Orwell on Patriotism Orwell on Nationalism
By ‘patriotism’ I mean devotion to a particular place and a particular way of life, which one believes to be the best in the world but has no wish to force upon other people. Patriotism is of its nature defensive, both militarily and culturally. Nationalism’ on the other hand, is inseparable from the desire for power. The abiding purpose of every nationalist is to secure more power and more prestige, not for himself but for the nation or other unit in which he has chosen to sink his own individuality. 

Les Poilus

Les poilus were the French soldiers of World War I. The term translates as “the hairy ones” and it was ascribed because the men didn’t get many opportunities to shave. I first came across the word in Niall Ferguson’s The War of the World and I Googled it and found an item on France 24 in which a reporter, Florence Villeminot, explains the term and others too such as gueules cassées which means “the broken faces,” gueule being slang for face, presumably equivalent to the English “mug” or “puss.” These poor guys weren’t eligible for compensation because they were able to work, could stand and walk and lift and so on. However, they walked about the street and scared people and were ostracised. The news report features the testimony of a man whose own face appears ravaged by war injury called Henry Denys de Bonnaventure who shows pictures of the kinds of injuries to men’s faces that weren’t considered serious of debilitating enough to warrant some state intervention.

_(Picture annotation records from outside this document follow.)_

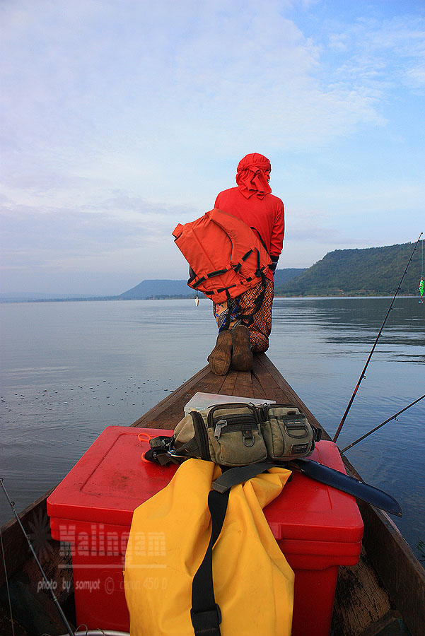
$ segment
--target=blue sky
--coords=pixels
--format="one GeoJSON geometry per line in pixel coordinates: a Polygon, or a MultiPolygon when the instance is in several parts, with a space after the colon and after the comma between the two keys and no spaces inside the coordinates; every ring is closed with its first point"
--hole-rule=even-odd
{"type": "Polygon", "coordinates": [[[266,155],[279,267],[425,229],[421,1],[1,0],[3,293],[185,278],[171,232],[266,155]]]}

But they got a kind of revenge because their association invented the French lottery and they still get a cut of its takings to this day.  Villeminot goes on to remind us that Macron got in trouble over comments to the effect that Petain should be honoured even though he was an arch collaborator during the war and facilitated the Nazi regime’s crimes. She finishes by answering the question she says she’s often asked: Do the French wear the Poppy symbol like the British? The answer is no: they do wear Le Bleuet though, sales of which fund charities for those French who die in war and are victims of terrorism. 

Stuff about China

A review (25-26 January) in the FT Weekend of two books, Just Hierarchy: Why Social Hierarchies Matter in China and the Rest of the World by Daniel Bell and Pei Wang and Against Political Equality: The Confucian Case by Tongdong Bai adverts to a debate in and about China. On the one hand is the western-style individualistic rights of action and expression familiar to a lot of us in this part of the world and the ethical, moral, Confucian-type behaviour Chinese people are probably more attuned to. The two books make the case for hierarchies being good for a country because they can strengthen and stabilise a nation. Equality, in a word, is overrated. Bell and Wang argued that meritocracy “as seen within the Chinese Community Party (CCP) in its ideal form, can be superior to electoral democracy.” They try to sell to their readers the cultural value of hierarchy in Asian societies. This applies to AI for instance. The Silicon Valley, Western approach is to allow the car to learn its owner’s preferences while the Asian equivalent would take into account limitations that might serve the community better such as collective ownership and programming to prevent speeding so as to allow constant flow of traffic. AI, in other words, “will have to be culturally inflected in other societies by norms that may be very different from those of the US. This is an important debate that is only in its early stages.”